Six bunnies in the driveway as the grandkids and I fed the horses yesterday morning, drab Cottontails, but appropriate symbolism that drew excited squeals, yet underscored with knowing looks about the validity of the Easter Bunny. It was a messy feeding, half the flakes never made the manger, each child covered with alfalfa leaf, but the horses didn’t seem to mind the little strangers. In the Kubota, we prolonged the chore by naming the birds we saw, a covey of quail, a dove pair, a lone killdeer and blackbirds grazing the short-cropped green in the horse pasture.

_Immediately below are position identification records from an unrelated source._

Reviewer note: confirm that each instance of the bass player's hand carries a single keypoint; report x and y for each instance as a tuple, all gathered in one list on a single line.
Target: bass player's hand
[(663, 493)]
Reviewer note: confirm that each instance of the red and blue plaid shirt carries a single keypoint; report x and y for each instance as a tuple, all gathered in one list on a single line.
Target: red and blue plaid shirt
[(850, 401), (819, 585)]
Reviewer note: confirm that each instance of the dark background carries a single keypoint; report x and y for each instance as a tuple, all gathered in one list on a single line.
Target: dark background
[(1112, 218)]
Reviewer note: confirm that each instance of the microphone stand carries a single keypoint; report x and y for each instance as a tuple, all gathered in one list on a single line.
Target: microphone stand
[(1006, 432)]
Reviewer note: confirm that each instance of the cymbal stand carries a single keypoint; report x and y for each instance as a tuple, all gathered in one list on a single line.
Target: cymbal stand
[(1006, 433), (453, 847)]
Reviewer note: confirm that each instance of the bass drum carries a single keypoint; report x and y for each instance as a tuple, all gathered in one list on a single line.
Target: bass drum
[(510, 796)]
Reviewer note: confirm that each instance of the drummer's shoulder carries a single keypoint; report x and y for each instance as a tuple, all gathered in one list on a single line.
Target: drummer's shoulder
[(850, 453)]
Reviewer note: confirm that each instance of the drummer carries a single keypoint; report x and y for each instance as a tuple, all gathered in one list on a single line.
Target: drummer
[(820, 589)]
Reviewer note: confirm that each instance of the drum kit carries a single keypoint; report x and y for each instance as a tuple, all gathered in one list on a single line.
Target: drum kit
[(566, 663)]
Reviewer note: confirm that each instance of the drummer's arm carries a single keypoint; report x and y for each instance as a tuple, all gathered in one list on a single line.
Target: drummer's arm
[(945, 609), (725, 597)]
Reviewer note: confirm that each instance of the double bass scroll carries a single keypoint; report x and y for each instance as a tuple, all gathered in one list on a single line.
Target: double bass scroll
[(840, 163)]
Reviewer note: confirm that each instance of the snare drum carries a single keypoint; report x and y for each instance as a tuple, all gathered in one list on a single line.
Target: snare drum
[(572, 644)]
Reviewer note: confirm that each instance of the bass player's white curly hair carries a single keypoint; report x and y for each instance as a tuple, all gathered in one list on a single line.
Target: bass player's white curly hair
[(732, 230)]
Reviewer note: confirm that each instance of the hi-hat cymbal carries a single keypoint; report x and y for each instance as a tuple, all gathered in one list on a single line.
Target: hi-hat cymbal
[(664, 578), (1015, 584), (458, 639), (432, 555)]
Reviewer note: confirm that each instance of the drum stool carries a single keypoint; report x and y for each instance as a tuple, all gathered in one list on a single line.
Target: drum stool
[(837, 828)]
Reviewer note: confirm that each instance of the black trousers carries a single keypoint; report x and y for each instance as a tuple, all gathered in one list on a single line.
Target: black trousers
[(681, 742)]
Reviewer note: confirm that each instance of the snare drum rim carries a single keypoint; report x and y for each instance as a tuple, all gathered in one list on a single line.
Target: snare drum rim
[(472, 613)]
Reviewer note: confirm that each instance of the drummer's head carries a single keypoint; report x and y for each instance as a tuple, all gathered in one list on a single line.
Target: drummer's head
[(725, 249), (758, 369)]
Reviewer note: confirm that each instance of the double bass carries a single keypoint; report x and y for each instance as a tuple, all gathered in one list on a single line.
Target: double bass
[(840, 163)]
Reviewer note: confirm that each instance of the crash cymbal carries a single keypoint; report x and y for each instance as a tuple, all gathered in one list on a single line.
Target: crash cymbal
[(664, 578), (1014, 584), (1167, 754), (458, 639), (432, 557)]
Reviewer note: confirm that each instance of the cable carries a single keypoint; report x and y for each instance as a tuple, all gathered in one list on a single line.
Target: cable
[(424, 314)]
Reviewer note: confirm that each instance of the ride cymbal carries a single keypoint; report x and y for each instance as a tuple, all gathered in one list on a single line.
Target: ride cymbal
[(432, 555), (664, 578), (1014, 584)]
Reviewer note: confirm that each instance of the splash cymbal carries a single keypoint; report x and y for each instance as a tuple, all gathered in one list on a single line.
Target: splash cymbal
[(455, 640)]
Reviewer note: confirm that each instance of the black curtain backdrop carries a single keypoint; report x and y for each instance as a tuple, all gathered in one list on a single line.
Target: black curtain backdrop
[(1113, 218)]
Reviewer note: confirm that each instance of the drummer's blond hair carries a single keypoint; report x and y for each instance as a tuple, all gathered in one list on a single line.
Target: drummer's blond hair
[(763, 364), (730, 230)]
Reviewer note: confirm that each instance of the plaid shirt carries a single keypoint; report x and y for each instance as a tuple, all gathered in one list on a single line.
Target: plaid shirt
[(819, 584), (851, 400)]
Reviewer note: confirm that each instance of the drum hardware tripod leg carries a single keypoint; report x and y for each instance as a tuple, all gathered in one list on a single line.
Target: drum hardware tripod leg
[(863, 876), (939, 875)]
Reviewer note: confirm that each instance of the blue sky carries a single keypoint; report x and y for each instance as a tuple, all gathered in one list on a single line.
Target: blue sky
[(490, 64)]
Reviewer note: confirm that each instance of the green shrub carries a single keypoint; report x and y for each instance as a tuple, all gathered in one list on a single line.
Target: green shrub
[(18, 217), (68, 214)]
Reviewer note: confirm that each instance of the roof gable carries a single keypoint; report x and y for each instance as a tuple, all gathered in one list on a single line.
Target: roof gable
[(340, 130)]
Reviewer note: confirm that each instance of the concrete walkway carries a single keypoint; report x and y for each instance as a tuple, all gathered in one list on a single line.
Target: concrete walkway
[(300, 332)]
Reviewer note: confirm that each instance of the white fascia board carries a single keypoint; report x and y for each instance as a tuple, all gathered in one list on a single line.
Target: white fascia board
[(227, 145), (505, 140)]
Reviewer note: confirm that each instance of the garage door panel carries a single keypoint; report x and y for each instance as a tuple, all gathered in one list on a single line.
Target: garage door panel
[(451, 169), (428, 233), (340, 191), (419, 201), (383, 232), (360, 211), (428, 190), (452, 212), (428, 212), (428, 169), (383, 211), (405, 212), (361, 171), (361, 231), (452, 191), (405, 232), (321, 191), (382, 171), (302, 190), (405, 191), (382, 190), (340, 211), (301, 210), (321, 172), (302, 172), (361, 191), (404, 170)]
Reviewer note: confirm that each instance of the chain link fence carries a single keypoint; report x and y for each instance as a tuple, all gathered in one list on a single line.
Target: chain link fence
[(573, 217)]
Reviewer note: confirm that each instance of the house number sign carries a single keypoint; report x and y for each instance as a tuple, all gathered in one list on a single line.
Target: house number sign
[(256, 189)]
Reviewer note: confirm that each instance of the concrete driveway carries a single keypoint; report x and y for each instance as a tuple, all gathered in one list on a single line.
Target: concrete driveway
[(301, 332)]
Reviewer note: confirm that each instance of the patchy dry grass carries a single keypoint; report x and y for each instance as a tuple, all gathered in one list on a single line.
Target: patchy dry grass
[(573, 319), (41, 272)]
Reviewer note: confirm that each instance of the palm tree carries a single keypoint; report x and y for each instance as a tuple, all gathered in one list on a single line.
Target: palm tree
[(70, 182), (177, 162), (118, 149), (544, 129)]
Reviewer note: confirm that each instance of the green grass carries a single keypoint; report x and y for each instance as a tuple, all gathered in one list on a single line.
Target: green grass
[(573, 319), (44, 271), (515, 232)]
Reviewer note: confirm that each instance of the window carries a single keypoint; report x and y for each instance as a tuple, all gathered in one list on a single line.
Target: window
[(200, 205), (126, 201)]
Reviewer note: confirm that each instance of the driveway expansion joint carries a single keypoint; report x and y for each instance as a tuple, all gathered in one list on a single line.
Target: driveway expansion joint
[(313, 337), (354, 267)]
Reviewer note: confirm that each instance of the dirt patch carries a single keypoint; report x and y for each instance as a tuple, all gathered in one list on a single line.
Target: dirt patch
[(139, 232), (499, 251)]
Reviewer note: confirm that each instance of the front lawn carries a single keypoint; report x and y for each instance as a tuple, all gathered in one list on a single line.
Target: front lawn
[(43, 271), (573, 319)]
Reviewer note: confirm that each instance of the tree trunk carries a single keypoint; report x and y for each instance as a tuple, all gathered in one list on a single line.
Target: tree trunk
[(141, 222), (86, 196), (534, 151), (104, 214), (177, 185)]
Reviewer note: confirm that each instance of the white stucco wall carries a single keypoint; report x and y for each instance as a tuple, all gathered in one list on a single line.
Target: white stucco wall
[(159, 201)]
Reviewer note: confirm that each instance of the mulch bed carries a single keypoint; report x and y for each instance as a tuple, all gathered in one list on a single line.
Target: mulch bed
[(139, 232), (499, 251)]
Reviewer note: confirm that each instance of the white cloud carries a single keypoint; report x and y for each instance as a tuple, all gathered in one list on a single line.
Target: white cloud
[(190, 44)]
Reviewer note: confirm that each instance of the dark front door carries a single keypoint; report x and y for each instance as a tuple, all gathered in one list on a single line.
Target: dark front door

Hoping to expose them to more wildlife, we took the crew to the corrals in Greasy that we just finished constructing, a project that Earl McKee began a decade or more ago. Even though we kept two of the three board pens intact, the interface with pipe required removing some posts and boards and losing an occasional thirty-penny nail. Each kid got a coffee can and the hunt was on for nails worth two-bits a piece, a practice run for plastic eggs filled with sweet surprises that my daughter was hiding in the dark as I went to bed. HAPPY EASTER!

 

First Branding

 

 

Branding calves in Earl McKee’s corrals has always been removed from the rest of the world, separate from the conflicts and politics that we are bombarded with daily. Never more true than yesterday among a few neighbors and friends at our first branding of the year, most of us going ‘old people slow’ as we got the job done.

 

TRADING LABOR

 

February 12, 2015

February 12, 2015

 

A black and white macro of weathered wood,
corrals and hills beyond, old guitar song
and chiseled men follow smoke to the ridgeline

and back to the fire and branding iron. A ringing
cell phone colors riders, a black calf stretched
between two sorrels—blue denim action

of men and women, old neighbors dancing,
each genuflecting to a moment on the ground.
“We’re branding calves,” a limp loop

answers from the corner, looking down
canyon past hazy orchards, somewhere town
as if he could see the caller, the papered desk,

stretch the thirty miles. A guy with a drone
reports, “We got ’em all.” Empty white tables
and chair legs licked by green tongues wait

with meat, bread and beans on an oak fire, ice chest
beer below a towel, soap and water, plastic glasses
and fresh jug of whiskey ready on a tailgate.

Close again, the chatter of visiting face to face,
gossip, stories and mysteries unveiled, fading
with cows with calves strung up the canyon home.